Understanding free software

A cup of coffee costs far more than a glass of water.

That’s true even though we can’t live without water. (Most) people can live without coffee.

It’s true even though creating the infrastructure to purify and deliver clean water costs billions of dollars.

The critical reason for the difference is marginal cost.

To deliver one more glass of water costs the town virtually nothing. Less than a penny.

To deliver one more cup of coffee, though, requires more beans, more roasting, more electricity, more cups, more oats, more cows, more staff… add it all up, and Starbucks couldn’t possibly profit from selling coffee for a nickel a cup.

The first thing to understand about free software is that the marginal cost of one more email, one more download, one more bit is vanishingly low, close to zero.

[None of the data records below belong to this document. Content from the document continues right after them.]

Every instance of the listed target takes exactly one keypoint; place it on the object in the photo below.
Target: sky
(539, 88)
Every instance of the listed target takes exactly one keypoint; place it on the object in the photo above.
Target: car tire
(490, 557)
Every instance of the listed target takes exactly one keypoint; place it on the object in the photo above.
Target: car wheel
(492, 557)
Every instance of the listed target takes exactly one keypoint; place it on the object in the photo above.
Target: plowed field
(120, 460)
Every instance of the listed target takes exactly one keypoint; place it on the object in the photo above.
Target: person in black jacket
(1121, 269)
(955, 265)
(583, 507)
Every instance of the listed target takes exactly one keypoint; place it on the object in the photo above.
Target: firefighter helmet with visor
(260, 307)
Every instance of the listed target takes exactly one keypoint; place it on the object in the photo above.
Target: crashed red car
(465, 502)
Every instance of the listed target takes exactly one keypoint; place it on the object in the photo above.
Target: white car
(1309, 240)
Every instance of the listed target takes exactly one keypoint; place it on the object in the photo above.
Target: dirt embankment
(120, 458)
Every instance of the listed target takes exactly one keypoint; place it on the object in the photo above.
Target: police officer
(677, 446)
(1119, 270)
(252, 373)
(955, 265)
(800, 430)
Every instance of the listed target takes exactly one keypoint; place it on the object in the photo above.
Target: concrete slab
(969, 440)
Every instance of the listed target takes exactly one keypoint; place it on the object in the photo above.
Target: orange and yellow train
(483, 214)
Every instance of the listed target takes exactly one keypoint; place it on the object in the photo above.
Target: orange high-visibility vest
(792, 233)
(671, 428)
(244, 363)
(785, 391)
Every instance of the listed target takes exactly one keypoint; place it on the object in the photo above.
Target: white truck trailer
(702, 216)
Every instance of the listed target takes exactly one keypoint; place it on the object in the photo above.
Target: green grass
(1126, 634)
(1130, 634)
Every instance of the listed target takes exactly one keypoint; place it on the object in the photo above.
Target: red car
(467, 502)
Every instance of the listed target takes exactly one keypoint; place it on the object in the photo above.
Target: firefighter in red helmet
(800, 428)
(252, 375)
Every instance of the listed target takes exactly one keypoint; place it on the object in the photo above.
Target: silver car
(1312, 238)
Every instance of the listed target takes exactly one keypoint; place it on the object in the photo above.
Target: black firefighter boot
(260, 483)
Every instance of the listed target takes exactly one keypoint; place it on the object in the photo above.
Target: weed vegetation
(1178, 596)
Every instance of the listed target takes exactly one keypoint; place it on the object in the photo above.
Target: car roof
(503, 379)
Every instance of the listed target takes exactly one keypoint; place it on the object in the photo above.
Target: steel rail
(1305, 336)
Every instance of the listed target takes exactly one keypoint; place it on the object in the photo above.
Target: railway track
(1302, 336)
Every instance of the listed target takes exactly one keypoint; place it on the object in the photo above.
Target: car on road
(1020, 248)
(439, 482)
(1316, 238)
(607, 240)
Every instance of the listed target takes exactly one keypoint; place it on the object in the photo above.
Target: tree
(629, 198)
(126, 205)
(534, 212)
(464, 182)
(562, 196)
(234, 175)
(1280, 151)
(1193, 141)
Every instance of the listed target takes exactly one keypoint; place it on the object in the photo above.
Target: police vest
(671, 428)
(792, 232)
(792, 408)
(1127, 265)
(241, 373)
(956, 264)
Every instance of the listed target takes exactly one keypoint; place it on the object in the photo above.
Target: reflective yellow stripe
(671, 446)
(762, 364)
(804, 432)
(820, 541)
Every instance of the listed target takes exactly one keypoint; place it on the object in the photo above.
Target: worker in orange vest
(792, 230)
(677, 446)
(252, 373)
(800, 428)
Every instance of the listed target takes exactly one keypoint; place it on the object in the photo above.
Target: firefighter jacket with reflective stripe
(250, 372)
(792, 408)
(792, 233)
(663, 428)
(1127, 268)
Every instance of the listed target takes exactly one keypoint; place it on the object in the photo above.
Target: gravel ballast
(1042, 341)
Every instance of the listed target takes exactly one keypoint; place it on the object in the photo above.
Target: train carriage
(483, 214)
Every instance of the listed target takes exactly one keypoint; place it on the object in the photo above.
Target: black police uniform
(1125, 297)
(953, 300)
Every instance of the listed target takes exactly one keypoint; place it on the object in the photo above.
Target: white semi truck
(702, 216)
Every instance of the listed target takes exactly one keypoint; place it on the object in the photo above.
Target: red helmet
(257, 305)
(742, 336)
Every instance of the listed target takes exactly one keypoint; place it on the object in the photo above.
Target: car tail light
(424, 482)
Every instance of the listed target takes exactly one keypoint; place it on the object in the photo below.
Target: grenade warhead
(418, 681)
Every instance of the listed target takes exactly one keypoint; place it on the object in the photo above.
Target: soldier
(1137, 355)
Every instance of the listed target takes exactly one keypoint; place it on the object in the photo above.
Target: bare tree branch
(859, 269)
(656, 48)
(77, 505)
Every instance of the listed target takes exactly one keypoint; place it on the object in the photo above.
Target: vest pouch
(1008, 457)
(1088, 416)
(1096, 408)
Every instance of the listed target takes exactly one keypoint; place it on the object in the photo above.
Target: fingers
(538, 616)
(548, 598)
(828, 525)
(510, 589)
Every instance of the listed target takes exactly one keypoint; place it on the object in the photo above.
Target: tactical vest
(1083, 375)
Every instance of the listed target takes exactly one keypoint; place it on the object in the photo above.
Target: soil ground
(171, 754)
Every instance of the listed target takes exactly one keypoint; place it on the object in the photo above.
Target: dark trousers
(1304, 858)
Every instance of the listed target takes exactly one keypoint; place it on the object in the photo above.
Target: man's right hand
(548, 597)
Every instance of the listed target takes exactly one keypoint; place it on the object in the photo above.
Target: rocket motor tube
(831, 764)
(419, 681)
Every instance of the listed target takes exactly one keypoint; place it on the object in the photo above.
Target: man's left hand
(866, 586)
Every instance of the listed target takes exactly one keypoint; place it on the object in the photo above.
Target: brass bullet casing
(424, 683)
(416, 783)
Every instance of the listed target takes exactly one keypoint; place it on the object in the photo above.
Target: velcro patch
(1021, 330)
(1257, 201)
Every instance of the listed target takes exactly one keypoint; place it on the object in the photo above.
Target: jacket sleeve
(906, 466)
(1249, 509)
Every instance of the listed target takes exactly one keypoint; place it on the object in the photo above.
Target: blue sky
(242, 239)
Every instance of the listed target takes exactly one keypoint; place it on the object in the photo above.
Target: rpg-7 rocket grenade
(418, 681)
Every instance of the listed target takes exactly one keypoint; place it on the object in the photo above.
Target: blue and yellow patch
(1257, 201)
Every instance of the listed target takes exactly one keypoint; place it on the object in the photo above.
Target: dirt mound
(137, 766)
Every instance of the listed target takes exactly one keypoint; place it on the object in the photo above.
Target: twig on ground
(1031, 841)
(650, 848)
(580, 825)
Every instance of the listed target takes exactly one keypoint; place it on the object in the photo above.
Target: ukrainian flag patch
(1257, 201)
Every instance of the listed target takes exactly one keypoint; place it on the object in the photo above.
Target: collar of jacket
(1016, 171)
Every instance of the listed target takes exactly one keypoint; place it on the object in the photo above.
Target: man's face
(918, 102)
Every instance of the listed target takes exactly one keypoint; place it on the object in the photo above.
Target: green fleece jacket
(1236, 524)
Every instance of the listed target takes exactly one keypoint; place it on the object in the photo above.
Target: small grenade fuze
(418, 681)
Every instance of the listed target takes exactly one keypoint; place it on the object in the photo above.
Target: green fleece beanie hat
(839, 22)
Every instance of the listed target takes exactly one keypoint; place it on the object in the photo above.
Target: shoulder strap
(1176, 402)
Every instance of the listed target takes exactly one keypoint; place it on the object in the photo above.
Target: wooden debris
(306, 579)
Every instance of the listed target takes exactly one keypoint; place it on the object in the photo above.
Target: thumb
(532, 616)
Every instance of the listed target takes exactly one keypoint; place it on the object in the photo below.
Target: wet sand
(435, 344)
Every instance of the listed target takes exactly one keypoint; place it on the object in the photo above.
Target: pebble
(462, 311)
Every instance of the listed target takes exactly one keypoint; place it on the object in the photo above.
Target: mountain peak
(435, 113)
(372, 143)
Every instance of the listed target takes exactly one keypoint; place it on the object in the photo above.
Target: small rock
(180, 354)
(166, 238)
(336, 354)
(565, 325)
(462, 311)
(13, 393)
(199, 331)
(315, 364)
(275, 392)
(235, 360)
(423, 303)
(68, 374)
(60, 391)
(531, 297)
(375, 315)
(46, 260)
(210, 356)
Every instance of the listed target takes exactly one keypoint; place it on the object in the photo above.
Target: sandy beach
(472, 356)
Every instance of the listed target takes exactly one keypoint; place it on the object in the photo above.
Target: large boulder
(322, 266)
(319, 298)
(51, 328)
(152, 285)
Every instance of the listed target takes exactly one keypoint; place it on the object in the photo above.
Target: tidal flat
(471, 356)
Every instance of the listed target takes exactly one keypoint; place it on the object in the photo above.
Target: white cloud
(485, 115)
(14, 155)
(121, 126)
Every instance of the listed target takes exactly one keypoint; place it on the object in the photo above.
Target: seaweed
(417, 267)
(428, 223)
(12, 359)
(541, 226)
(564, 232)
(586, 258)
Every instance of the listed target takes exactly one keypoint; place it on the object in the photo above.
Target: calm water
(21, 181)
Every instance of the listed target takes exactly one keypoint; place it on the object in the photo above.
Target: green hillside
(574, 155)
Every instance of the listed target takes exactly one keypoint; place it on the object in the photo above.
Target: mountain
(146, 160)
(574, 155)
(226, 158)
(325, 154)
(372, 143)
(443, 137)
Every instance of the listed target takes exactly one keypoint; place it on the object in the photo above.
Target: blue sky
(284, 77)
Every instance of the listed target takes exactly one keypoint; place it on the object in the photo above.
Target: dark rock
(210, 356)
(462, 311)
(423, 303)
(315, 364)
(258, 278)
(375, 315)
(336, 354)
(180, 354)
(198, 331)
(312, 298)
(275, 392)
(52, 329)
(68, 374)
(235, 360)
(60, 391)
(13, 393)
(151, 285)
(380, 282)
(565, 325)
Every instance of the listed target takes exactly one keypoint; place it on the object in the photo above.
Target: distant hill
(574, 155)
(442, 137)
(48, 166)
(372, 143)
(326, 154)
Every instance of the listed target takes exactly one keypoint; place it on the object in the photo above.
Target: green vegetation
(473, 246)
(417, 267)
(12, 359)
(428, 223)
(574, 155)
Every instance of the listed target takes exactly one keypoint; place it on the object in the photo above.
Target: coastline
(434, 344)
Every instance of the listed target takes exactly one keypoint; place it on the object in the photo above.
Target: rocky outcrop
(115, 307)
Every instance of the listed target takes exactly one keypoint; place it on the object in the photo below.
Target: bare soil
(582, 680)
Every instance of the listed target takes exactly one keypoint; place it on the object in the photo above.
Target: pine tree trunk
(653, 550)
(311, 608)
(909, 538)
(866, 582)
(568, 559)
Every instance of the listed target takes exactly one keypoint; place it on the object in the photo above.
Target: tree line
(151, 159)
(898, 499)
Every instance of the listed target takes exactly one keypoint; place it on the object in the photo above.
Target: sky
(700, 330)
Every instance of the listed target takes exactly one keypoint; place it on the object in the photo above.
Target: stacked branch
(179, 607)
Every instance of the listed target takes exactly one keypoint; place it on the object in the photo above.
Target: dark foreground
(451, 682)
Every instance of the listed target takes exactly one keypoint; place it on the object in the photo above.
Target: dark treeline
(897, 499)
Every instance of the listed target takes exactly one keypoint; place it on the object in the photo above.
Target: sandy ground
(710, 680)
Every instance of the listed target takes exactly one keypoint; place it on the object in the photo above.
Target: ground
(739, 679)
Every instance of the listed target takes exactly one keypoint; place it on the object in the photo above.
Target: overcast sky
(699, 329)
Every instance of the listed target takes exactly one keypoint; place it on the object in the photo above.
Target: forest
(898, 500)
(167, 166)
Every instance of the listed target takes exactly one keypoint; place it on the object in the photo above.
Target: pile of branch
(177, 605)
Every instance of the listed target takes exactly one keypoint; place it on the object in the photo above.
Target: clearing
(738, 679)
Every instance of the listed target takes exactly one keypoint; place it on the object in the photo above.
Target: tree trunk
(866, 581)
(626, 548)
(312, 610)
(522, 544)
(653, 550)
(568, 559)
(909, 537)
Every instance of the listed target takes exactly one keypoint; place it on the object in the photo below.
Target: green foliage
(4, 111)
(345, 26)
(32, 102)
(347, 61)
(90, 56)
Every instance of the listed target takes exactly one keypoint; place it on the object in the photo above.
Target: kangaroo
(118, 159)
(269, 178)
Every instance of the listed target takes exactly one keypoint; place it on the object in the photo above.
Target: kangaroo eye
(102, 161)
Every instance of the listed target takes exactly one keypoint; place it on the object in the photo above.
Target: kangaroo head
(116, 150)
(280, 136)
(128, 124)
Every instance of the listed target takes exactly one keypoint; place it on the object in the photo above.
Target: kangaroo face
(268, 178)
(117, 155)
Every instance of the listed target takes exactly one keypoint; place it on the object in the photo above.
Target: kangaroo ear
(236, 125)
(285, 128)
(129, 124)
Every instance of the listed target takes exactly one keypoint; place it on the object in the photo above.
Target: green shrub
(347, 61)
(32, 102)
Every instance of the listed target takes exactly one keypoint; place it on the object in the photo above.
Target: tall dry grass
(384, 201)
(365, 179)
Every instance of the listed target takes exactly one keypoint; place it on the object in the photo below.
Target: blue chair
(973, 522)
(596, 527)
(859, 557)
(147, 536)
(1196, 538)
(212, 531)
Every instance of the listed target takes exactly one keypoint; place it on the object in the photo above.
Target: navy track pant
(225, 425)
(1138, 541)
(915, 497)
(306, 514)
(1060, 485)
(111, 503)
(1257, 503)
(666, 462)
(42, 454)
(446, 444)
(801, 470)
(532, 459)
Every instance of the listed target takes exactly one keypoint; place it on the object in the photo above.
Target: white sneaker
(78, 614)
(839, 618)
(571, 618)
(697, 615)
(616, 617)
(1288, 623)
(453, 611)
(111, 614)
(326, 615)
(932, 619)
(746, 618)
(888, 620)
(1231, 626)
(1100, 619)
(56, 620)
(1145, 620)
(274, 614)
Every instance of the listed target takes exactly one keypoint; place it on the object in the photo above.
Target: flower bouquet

Given the low incremental cost of another user, it’s likely that if that were the only factor, most software wouldn’t be a very good business, because it costs a lot to develop but market forces would keep pushing the price low.

The second factor is lock-in. Unlike coffee, software rewards users who stick with it. Over time, the software you use becomes more familiar, it opens the files you created yesterday and it becomes harder and harder to switch. As a result, companies that make software work to create the conditions where people are encouraged to start right now, and only later discover that it’s difficult to switch.

But the real miracle of modern software is the network effect. Simply put: the software works better for each user when other people use it too. The network effect dramatically rewards head starts. You want to use the same word processor as your peers, because opening their files is part of your job. You want to be on the same phone system, the same social network, the same protocols.

Sometimes, software is built in community, by teams, and often called open source. These projects exist to solve a problem and serve the user. But sometimes, software is a business.

A community-built open-source project can thrive on free. But software can also do a lot of good work when the software creates enough value that people will choose to pay for it.

And a business-led software project has similar choices to make.

And when all three pieces come together, we’re left with two extremes most software businesses face:

  1. Free software is the best way to get a head start. The low marginal cost of new users means that you can get big fast (100,000,000 new users for Threads in one week!). But, and it’s not just a but, it’s the whole point, some companies then choose to treat these new users not as customers, but as the product.

    Lock-in makes it hard for them to leave, the network effect keeps the system growing and now you can make money from other means. In particular, you make money by serving someone other than your free users. As you get bigger and bigger, you make the product just a little bit worse, rewarding your sponsors or your agenda as you go. (Important exception: when your nearly free users pay enough, in enough numbers, that you can happily offer them the support and service they need…this takes relentless focus and care.)
  2. Expensive (not free) software rarely gets you magical world-sized scale. But it requires you to be in complete alignment with your users, who are also your customers. That’s the point. Instead of locking people in, you can focus on rewarding them for staying. This is how just about every other business in the world works, and it can work for software too… if we decide we’d like to be in alignment with the people who use what we make.

For a business, then, there’s the path of free or nearly free, with the goal of making money some other way, or the path of expensive, which aligns the company’s decisions with those of its users.

And for community-driven software, there’s the magic alignment that comes from open source.

There’s not an obvious answer, but there is a clear choice to be made.